Neurovascular conflict due to vascular compression of involved cranial nerve roots is the most commonly reported pathology resulting in PTC, with ectatic course of vertebrobasilar artery being the most frequent cause.[1],[2] HFS and TN commonly occur in the elderly population as age-related brain atrophy and sinking of the brain along with elongation of brain vessels due to arteriosclerosis increase chances of approximation between cranial nerve roots and nearby vessels, thereby raising the risk of neurovascular contact.[3],[4] Volumetric MRI brain studies have reported lower cerebrospinal fluid volume in cases with PTC. Females usually have relatively lower cerebrospinal fluid volume and are commonly affected.[3] Atypical causes such as AVM may likely affect young patients and males as seen in our case.
In most cases of PTC, HFS usually precedes TN as was seen in our case. Although the explanation remains uncertain, the neuroanatomical basis of this temporality has been linked to the fact that vertebrobasilar system is closer to the seventh and eighth cranial nerves as compared to the fifth cranial nerve. Therefore, the former is likely to be involved earlier.[1] The aberrant vessels of the posterior fossa AVM in our case possibly involved the seventh cranial nerve earlier as compared to the fifth cranial nerve.
Intracranial hemorrhage may complicate approximately two-third of the posterior fossa AVM, and neurosurgical therapy including microvascular decompression, removal of AVM or its embolization is preferred.[1],[2],[4] Percutaneous trigeminal nerve therapies including glycerol injection, thermocoagulation, or balloon compression have shown variable results for TN resulting from AVM and are not universally favored.[2] Although botulinum toxin injection has been shown to be effective in providing symptomatic benefit in PTC, both for HFS and TN, its effect is short-lasting and needs to be repeated after every 10–12 weeks.[1] Although reports on long-term outcome in PTC is lacking primarily due to its rarity, almost 80%–90% cure rate with a clinical stability rate of more than 80% at 10 years has been reported with microvascular decompression in cases with HFS.[1]
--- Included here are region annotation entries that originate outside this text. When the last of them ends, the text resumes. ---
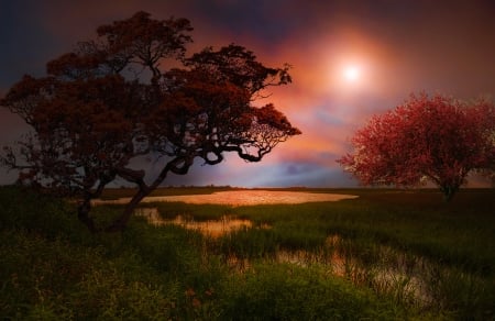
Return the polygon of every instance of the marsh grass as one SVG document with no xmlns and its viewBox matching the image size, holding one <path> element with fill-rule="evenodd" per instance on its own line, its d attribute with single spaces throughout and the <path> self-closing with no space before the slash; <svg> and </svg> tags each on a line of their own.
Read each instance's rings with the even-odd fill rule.
<svg viewBox="0 0 495 321">
<path fill-rule="evenodd" d="M 493 190 L 461 191 L 452 203 L 431 190 L 342 192 L 360 198 L 146 204 L 164 219 L 230 215 L 253 226 L 209 237 L 134 217 L 125 232 L 95 237 L 74 204 L 0 188 L 0 318 L 494 318 Z M 95 214 L 103 222 L 119 210 L 101 206 Z"/>
</svg>

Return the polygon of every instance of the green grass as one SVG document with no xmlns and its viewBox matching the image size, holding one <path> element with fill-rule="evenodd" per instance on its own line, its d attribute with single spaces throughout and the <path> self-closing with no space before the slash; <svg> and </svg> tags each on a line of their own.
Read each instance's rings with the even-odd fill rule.
<svg viewBox="0 0 495 321">
<path fill-rule="evenodd" d="M 197 192 L 185 190 L 158 193 Z M 451 203 L 435 190 L 314 191 L 360 198 L 238 208 L 145 204 L 164 218 L 253 221 L 251 229 L 211 239 L 176 225 L 152 226 L 143 218 L 133 218 L 121 234 L 94 236 L 77 221 L 74 204 L 2 187 L 0 319 L 495 318 L 494 190 L 461 191 Z M 105 221 L 119 210 L 98 207 L 95 214 Z M 279 262 L 283 252 L 308 259 Z M 343 276 L 329 267 L 336 254 L 344 258 Z M 417 278 L 428 292 L 422 303 L 410 294 Z"/>
</svg>

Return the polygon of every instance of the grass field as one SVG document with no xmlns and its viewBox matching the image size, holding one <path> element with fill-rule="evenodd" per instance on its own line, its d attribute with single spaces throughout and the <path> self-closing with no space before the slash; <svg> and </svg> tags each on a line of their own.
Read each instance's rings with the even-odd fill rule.
<svg viewBox="0 0 495 321">
<path fill-rule="evenodd" d="M 164 219 L 227 215 L 253 224 L 210 237 L 136 217 L 121 234 L 94 236 L 77 221 L 74 204 L 0 188 L 0 318 L 495 318 L 493 189 L 463 190 L 450 203 L 436 190 L 311 191 L 360 198 L 235 208 L 147 203 Z M 125 196 L 111 190 L 106 198 Z M 119 210 L 94 209 L 101 220 Z"/>
</svg>

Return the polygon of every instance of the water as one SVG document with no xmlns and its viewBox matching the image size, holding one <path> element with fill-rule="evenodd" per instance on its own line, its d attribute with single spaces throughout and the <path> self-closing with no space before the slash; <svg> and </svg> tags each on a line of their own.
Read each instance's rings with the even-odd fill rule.
<svg viewBox="0 0 495 321">
<path fill-rule="evenodd" d="M 294 204 L 304 202 L 326 202 L 354 199 L 358 196 L 343 193 L 323 193 L 283 190 L 229 190 L 208 195 L 180 195 L 146 197 L 143 203 L 150 202 L 187 202 L 195 204 L 227 204 L 227 206 L 256 206 L 256 204 Z M 130 198 L 117 200 L 94 200 L 94 204 L 123 204 Z"/>
<path fill-rule="evenodd" d="M 239 229 L 251 228 L 250 220 L 240 220 L 231 217 L 221 217 L 219 220 L 195 221 L 193 218 L 177 215 L 173 220 L 164 220 L 157 208 L 139 208 L 135 214 L 144 217 L 153 225 L 176 224 L 188 230 L 199 231 L 206 236 L 219 237 Z"/>
</svg>

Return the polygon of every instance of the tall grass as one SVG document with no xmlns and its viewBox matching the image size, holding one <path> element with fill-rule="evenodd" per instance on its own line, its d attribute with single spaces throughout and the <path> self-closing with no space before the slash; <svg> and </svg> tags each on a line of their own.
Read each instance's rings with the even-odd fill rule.
<svg viewBox="0 0 495 321">
<path fill-rule="evenodd" d="M 92 236 L 74 204 L 2 187 L 0 318 L 495 318 L 493 190 L 452 203 L 429 190 L 352 193 L 360 198 L 297 206 L 146 204 L 164 218 L 232 215 L 253 226 L 213 239 L 136 217 L 121 234 Z"/>
</svg>

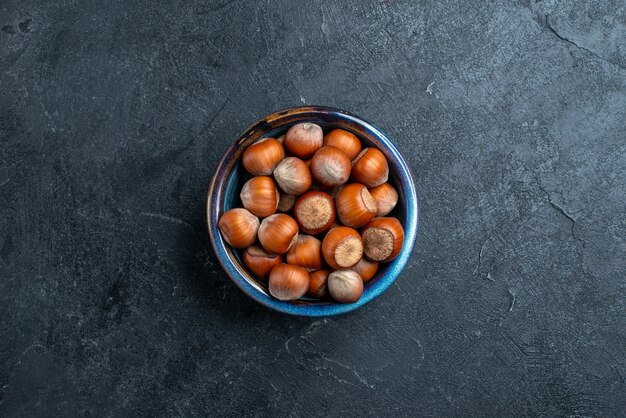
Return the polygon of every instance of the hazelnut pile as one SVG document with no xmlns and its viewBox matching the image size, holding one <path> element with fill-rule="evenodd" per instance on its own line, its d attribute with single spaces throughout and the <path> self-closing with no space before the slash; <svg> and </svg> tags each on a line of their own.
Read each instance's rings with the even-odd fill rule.
<svg viewBox="0 0 626 418">
<path fill-rule="evenodd" d="M 400 253 L 404 230 L 386 216 L 398 202 L 387 160 L 352 133 L 324 136 L 300 123 L 250 145 L 242 160 L 254 176 L 241 189 L 243 208 L 225 212 L 218 226 L 273 297 L 356 302 L 378 263 Z"/>
</svg>

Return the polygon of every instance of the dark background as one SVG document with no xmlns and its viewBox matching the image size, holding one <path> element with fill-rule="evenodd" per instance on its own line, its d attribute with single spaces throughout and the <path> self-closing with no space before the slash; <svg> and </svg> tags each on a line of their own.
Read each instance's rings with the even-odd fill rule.
<svg viewBox="0 0 626 418">
<path fill-rule="evenodd" d="M 295 3 L 0 2 L 0 415 L 622 414 L 624 3 Z M 248 300 L 206 233 L 220 156 L 302 104 L 422 199 L 342 317 Z"/>
</svg>

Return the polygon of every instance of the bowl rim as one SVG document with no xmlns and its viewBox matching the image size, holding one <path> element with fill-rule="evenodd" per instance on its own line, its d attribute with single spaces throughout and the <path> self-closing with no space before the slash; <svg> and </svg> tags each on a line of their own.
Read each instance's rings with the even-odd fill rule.
<svg viewBox="0 0 626 418">
<path fill-rule="evenodd" d="M 239 160 L 238 158 L 233 158 L 233 156 L 239 152 L 242 146 L 248 146 L 267 133 L 289 125 L 290 122 L 303 122 L 307 118 L 312 121 L 341 119 L 347 124 L 358 126 L 367 131 L 375 141 L 380 142 L 384 147 L 386 156 L 387 154 L 392 156 L 392 164 L 399 171 L 397 173 L 398 181 L 404 189 L 406 200 L 406 221 L 405 225 L 403 225 L 405 234 L 404 247 L 398 257 L 388 263 L 385 274 L 378 278 L 376 283 L 367 289 L 363 296 L 354 303 L 307 304 L 299 301 L 280 301 L 267 295 L 256 283 L 249 281 L 245 277 L 247 272 L 233 261 L 233 250 L 225 244 L 217 226 L 219 215 L 221 214 L 220 209 L 223 205 L 224 189 L 234 165 Z M 332 125 L 332 121 L 328 123 Z M 226 274 L 244 293 L 262 305 L 279 312 L 298 316 L 323 317 L 344 314 L 358 309 L 378 298 L 395 282 L 406 266 L 417 238 L 419 229 L 419 195 L 409 166 L 393 141 L 381 129 L 359 116 L 334 107 L 299 106 L 271 113 L 254 122 L 237 137 L 220 159 L 211 179 L 206 202 L 206 216 L 213 251 Z"/>
</svg>

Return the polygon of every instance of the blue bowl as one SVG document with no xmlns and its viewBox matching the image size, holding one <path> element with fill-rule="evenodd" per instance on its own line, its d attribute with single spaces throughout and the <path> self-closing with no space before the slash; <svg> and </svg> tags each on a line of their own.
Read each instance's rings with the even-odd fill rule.
<svg viewBox="0 0 626 418">
<path fill-rule="evenodd" d="M 381 263 L 376 275 L 367 283 L 363 296 L 349 304 L 330 300 L 303 298 L 296 301 L 280 301 L 273 298 L 267 283 L 253 277 L 241 262 L 241 253 L 226 244 L 217 227 L 222 213 L 234 207 L 242 207 L 239 193 L 248 176 L 241 156 L 250 144 L 265 137 L 277 138 L 296 123 L 313 122 L 324 131 L 341 128 L 354 133 L 364 146 L 376 147 L 385 154 L 389 163 L 389 182 L 398 190 L 398 205 L 388 216 L 395 216 L 404 227 L 404 245 L 398 257 L 391 263 Z M 291 315 L 330 316 L 353 311 L 380 296 L 396 280 L 406 265 L 417 236 L 419 204 L 415 181 L 406 162 L 393 142 L 380 129 L 343 110 L 321 106 L 296 107 L 272 113 L 249 127 L 231 146 L 220 161 L 209 187 L 207 198 L 207 221 L 211 244 L 220 264 L 248 296 L 257 302 Z"/>
</svg>

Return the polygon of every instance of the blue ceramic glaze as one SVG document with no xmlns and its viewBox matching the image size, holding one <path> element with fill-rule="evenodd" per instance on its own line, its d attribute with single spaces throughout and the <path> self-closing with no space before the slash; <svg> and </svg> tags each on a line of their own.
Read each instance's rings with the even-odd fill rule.
<svg viewBox="0 0 626 418">
<path fill-rule="evenodd" d="M 398 205 L 388 216 L 395 216 L 404 227 L 404 245 L 391 263 L 381 263 L 374 278 L 365 284 L 363 296 L 355 303 L 340 304 L 329 300 L 304 298 L 284 302 L 273 298 L 267 284 L 250 275 L 241 262 L 238 250 L 231 249 L 222 239 L 217 227 L 222 213 L 242 207 L 239 193 L 249 175 L 243 169 L 241 156 L 250 144 L 265 137 L 278 137 L 289 126 L 300 122 L 319 124 L 326 132 L 341 128 L 357 135 L 365 146 L 378 148 L 389 163 L 389 182 L 398 190 Z M 406 162 L 393 142 L 380 129 L 343 110 L 321 106 L 297 107 L 266 116 L 249 127 L 220 161 L 207 198 L 209 236 L 215 254 L 224 271 L 241 290 L 263 305 L 292 315 L 331 316 L 353 311 L 376 299 L 391 286 L 406 265 L 417 237 L 419 201 L 415 181 Z"/>
</svg>

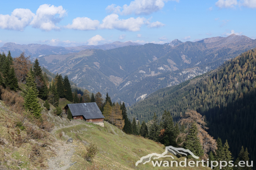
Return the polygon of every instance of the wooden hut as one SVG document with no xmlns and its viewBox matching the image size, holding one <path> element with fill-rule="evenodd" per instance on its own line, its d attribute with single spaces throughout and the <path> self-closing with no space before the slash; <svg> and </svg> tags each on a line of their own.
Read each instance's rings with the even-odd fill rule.
<svg viewBox="0 0 256 170">
<path fill-rule="evenodd" d="M 72 117 L 74 120 L 83 120 L 104 127 L 105 117 L 96 103 L 68 104 L 64 107 L 65 113 L 68 114 L 69 108 Z"/>
</svg>

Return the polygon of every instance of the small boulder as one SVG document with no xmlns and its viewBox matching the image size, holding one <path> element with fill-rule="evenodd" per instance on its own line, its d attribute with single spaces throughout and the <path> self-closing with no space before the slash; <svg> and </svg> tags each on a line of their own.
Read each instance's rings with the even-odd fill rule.
<svg viewBox="0 0 256 170">
<path fill-rule="evenodd" d="M 67 141 L 67 143 L 72 143 L 73 142 L 73 139 L 72 138 L 69 138 Z"/>
</svg>

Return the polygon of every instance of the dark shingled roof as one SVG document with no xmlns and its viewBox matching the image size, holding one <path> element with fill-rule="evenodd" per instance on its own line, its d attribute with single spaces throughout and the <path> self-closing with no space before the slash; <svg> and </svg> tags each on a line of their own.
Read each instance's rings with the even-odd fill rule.
<svg viewBox="0 0 256 170">
<path fill-rule="evenodd" d="M 83 115 L 86 119 L 105 118 L 95 102 L 67 105 L 73 116 Z"/>
</svg>

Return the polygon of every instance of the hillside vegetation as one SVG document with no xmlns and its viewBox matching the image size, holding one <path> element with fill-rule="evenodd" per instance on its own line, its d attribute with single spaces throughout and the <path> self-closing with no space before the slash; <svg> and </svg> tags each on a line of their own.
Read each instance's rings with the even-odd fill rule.
<svg viewBox="0 0 256 170">
<path fill-rule="evenodd" d="M 228 140 L 235 158 L 243 145 L 255 160 L 256 58 L 256 49 L 250 50 L 211 72 L 159 90 L 131 107 L 128 117 L 147 121 L 166 109 L 177 121 L 188 109 L 196 110 L 206 116 L 210 135 Z"/>
</svg>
Declaration of patient consent
The authors certify that they have obtained all appropriate patient consent forms. In the form the patient(s) has/have given his/her/their consent for his/her/their images and other clinical information to be reported in the journal. The patients understand that their names and initials will not be published and due efforts will be made to conceal their identity, but anonymity cannot be guaranteed.